„Daher sind ‚normale Zinszahlungen‘ ebenso wie die im Rahmen der Abgeltungsteuer neu eingeführten Steuertatbestände (insbesondere Stillhaltergeschäfte, ausländische Dividenden, Termingeschäfte und Veräußerungsgewinne aus Aktien und sonstigen Kapitalforderungen) für Steuerausländer nicht kapitalertragsteuerpflichtig, wenn es sich nicht um Tafelgeschäfte handelt.“Die hier erwähnte Ausnahme - Tafelgeschäfte - sind für die in Rede stehende Frage irrelevant, weil Tafelgeschäfte insbesondere bei zinstragenden Wertpapieren fast nie vorkommen. Es handelt sich dabei um Geschäfte, bei denen ein physisch vorhandenes Wertpapier über den Bankschaltertresen (=Tafel) wandert, und im Gegenzug eine Auszahlung erfolgt.
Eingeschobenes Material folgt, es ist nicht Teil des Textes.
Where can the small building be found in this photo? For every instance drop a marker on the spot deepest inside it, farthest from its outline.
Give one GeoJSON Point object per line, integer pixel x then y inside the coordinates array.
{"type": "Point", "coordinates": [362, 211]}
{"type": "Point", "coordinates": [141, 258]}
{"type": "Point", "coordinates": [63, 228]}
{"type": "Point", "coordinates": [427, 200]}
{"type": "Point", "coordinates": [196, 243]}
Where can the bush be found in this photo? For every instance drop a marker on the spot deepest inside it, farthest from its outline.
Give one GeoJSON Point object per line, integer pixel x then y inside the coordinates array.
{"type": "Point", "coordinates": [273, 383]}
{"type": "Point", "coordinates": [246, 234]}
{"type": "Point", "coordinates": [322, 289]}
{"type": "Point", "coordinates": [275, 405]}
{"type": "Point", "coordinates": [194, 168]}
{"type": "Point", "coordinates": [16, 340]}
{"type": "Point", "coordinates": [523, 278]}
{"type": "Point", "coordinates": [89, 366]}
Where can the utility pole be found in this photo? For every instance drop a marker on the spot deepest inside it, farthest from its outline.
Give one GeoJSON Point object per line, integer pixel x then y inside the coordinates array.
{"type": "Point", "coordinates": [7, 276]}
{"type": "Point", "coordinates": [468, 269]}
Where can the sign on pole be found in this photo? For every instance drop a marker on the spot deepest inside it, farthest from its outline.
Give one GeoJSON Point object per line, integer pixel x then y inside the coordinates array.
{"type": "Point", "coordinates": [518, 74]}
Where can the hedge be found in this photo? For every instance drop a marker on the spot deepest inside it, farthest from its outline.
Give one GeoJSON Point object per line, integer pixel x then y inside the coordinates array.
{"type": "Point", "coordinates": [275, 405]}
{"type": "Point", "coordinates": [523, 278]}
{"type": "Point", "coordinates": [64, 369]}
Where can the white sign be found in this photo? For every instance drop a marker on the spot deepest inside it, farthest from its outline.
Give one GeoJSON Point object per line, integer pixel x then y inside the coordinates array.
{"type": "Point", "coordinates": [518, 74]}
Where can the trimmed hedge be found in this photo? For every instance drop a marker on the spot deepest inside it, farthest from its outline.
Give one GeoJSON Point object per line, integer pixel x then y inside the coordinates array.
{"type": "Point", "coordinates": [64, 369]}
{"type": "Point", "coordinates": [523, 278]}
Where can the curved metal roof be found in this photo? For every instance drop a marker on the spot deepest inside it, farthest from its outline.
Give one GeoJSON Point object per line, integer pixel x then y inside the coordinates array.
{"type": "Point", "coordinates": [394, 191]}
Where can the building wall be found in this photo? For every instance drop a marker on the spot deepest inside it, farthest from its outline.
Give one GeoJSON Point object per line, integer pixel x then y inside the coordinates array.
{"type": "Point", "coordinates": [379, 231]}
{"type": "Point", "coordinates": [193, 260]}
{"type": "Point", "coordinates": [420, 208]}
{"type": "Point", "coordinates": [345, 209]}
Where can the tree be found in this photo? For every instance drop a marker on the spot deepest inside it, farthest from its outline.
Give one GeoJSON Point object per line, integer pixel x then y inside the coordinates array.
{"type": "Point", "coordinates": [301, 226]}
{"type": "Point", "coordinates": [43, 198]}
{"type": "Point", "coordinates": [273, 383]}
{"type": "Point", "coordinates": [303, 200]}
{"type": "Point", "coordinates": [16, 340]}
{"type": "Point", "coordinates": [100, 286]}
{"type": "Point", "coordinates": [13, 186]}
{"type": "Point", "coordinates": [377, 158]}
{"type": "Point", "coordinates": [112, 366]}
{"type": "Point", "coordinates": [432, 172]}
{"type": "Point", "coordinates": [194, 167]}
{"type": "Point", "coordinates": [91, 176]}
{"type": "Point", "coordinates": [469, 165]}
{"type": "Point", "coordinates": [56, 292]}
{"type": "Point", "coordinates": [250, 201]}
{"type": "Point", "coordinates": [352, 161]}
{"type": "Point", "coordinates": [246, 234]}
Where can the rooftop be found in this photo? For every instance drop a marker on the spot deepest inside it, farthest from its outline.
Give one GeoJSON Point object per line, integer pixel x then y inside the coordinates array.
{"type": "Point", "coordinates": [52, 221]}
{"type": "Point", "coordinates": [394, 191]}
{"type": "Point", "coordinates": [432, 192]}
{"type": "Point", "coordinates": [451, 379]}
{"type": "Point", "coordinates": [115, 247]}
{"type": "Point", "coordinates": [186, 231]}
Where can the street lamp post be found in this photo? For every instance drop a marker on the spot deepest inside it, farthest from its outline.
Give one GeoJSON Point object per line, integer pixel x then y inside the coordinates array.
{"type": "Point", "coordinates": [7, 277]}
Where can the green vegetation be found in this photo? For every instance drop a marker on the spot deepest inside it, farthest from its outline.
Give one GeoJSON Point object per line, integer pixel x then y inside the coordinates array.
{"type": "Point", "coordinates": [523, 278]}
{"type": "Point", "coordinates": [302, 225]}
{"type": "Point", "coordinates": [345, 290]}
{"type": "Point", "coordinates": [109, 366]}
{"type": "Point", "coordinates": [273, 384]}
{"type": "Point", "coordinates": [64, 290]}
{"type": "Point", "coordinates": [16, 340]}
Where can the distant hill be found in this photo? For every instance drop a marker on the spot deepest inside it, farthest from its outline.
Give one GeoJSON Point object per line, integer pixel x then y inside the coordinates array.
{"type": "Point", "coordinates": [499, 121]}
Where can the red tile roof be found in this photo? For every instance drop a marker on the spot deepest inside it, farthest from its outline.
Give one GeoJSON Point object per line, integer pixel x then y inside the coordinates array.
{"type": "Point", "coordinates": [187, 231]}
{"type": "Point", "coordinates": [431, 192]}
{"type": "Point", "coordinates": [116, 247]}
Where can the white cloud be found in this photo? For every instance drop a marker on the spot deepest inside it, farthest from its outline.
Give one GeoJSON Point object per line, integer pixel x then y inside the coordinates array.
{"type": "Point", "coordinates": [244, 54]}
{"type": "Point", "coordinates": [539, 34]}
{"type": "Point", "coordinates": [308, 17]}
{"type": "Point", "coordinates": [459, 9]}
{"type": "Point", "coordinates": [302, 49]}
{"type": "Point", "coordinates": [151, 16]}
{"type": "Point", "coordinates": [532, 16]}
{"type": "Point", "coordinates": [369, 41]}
„Hintergrund der gesetzlichen Ausgestaltung der beschränkten Steuerpflicht im Fall von inländischen Kapitalerträgen ist dem Grunde nach schon seit 1929 das Ziel, den Finanzplatz Deutschland zu stärken.“ (Seite 4, hier).Im Klartext heißt das: um ausländisches (Steuerhinterziehungs-)Kapital zur Stärkung des deutschen Finanzplatzes während einer Phase der Weltwirtschafts- und Währungskrise anzulocken, verzichtete man damals auf die Erhebung der Quellensteuer. Das Ausmaß der von dieser Steuerfreiheit begünstigten Finanzanlagen habe ich in meinem Buch "Steueroase Deutschland" anhand der bestmöglichen Methode und anhand von Zahlen der Bundesbank auf 2,5 bis 3 Billionen Euro beziffert. Wie weit ist die Politik denn bereit zu gehen, um den Finanzplatz Deutschland zu stärken?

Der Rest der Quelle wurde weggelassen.